Thursday, November 29, 2012

Finally Feeling Comfy

It has been a bit since I last blogged, and so much has changed... I don't know where to begin!  First thing is that I biked 80km with 10 of my friends to Lake Kariba.  It was incredibly difficult, probably one of the hardest physical challenges I have ever embarked upon...but I did it!  We camped for 3 nights, relaxing together by the lake and swimming pool (the first pool I've been to in Zambia).  After our trip we had Provs, where all of the 30 volunteers in my province come together for 4 days of meetings (dancing and celebrating at night of course), and on the last day we had a lovely Thanksgiving with staff members and volunteers together at the house.  After our bike trip and provs, I felt like I have a family here in Zambia.  The volunteers in my province are some of the most beautiful people I have ever met, and I know that this support system can carry me through anything here in Zambia. 
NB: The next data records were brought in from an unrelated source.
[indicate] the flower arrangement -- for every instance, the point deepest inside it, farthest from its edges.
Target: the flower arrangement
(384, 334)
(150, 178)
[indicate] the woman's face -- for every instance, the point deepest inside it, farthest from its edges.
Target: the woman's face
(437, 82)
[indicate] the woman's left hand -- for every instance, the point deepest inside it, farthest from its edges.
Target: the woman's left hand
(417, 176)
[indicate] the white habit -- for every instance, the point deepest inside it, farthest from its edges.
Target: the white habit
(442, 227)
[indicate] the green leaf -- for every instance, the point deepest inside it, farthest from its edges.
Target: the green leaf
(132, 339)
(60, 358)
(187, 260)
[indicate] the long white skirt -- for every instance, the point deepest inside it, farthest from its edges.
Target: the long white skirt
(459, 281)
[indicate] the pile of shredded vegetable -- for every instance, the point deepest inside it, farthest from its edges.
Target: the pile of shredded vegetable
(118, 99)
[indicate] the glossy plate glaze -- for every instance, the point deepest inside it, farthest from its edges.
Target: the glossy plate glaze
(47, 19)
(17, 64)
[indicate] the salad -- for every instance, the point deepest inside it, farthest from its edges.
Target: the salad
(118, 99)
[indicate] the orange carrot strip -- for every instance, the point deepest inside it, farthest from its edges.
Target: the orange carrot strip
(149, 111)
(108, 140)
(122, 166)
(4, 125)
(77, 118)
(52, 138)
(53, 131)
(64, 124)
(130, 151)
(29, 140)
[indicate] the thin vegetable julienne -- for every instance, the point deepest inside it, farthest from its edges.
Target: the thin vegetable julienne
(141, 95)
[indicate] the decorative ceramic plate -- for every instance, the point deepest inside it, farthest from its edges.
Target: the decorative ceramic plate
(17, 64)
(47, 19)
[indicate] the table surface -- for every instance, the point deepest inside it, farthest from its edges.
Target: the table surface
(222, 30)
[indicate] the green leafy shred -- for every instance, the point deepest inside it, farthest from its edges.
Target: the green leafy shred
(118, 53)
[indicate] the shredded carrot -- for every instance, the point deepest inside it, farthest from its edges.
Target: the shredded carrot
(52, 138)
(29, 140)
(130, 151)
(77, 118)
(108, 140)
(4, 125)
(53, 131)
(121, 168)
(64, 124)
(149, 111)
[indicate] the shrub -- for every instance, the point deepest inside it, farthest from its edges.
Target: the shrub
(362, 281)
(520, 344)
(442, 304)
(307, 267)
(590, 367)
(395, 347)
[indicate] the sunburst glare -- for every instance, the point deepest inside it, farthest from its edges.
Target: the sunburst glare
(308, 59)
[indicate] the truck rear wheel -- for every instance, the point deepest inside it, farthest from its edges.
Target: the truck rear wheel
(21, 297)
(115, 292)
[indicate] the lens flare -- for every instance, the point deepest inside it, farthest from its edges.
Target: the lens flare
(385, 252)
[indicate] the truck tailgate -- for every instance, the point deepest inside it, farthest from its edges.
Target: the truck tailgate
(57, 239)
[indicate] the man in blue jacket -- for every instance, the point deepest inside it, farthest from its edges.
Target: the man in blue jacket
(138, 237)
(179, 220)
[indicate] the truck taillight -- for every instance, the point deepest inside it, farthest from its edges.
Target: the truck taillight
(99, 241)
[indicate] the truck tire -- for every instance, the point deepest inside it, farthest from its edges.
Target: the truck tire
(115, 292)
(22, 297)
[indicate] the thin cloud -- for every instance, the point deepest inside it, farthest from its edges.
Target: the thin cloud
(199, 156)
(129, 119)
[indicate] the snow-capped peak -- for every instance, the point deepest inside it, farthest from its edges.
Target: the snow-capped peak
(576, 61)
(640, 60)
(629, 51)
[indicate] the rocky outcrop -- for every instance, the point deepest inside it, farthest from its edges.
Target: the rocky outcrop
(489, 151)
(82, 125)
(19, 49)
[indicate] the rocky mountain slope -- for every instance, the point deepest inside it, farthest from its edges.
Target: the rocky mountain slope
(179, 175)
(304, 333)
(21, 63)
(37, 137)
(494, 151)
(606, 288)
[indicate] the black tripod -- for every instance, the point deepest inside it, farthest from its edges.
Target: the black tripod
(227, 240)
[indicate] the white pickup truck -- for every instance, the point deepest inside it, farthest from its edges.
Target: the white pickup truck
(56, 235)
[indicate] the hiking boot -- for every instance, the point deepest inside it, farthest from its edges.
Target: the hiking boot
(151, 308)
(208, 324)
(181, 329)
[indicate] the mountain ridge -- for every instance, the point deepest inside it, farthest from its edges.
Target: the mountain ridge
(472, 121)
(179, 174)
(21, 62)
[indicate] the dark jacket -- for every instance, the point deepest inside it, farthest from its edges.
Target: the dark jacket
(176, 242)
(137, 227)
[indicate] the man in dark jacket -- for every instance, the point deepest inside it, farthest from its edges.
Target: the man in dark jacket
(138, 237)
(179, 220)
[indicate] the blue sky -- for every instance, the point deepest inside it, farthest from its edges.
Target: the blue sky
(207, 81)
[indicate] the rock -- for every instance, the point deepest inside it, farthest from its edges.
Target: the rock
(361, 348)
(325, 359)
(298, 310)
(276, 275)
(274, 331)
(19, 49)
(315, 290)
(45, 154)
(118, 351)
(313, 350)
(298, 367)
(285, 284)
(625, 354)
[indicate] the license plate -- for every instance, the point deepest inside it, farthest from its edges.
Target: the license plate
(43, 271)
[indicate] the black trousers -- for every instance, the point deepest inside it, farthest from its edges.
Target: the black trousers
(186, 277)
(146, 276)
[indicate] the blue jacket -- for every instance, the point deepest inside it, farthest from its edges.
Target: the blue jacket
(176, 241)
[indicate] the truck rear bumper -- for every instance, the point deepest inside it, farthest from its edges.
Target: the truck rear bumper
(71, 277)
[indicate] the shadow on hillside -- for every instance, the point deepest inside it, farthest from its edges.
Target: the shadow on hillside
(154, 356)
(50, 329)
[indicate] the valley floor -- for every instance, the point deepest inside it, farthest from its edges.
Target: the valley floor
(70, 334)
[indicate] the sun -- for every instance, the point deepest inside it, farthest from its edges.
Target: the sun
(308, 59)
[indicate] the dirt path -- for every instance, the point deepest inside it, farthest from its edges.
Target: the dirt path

I have also begun to feel completely comfortable in my hut.  I used to be very nervous at night, when all of the critters come out, the noises in the dark used to be foreign to me. But now "I am used" as we say here, and I feel at home.  The shift happened after provs, when I put up shelves, collaged candle holders, put up pictures of family and friends, and of my favorite musicians from Rolling Stones 100 Greatest Guitarists of All Time.  If I ever feel sad, Jimmy Hendrix, George Harrison, and Joni Mitchell keep me company in my hut.  One night when it was raining, I lit candles, blasted my ipod speakers, soaked my feet in a warm water bucket, and then painted in my hut.  It was beautiful.  I thought, I am home.  My host family and the clinic staff help me when I need, they give me their love and smiling faces every day.  And now, I also enjoy being alone, writing and reading and creating.  Thank you Zambia! Sending my love to you all


Wednesday, November 7, 2012

Village Life

Hello to my beautiful family and friends!  I have been in the village for about a month, I'm sorry to be so out of touch. My cell phone service is spotty, I climb an ant hill to make and receive phone calls.  My days are long, but the weeks are flying by.  I love my work at the clinic and teaching at the school, traveling with friends, the sky.  Things are slow in the village, which is alright unless it concerns my hut door and roof.  I am learning patience, I am finding my voice, I am learning my strength.  Testing my strength more than I could have ever imagined.  Zambia is changing me every day, pushing me to grow up quickly.  My best friend at the clinic is named Judy, and on slow days I sit and talk with her, Vivian (the HIV psychosocial counselor) and the nurses (who work day and night because there is no doctor at the clinic) and eat fruits called masuku.  My clinic consists mostly of community health workers who come from far away villages and get paid next to nothing. 

I give health talks to pregnant mothers on HIV testing, malaria prevention, and proper nutrition during their pregnancy and for their children.  I have spoken to students about setting goals, both finding and being role models, and about gender roles.  That boys and girls can BOTH do anything they want to do.  I have begun to work with a women's group, and we are hoping to begin making citenge clothing to sell at the market and in our village.  I will begin working with an AIDS club at the school next week.  I splatter painted my hut, but the rains have put brown stains on my colorful walls.  Zambia is teaching me to let go, completely and totally.  Things take time, and it's finding peace in the long processes that is the key.  I love and miss you all, and I can't wait to hear from you!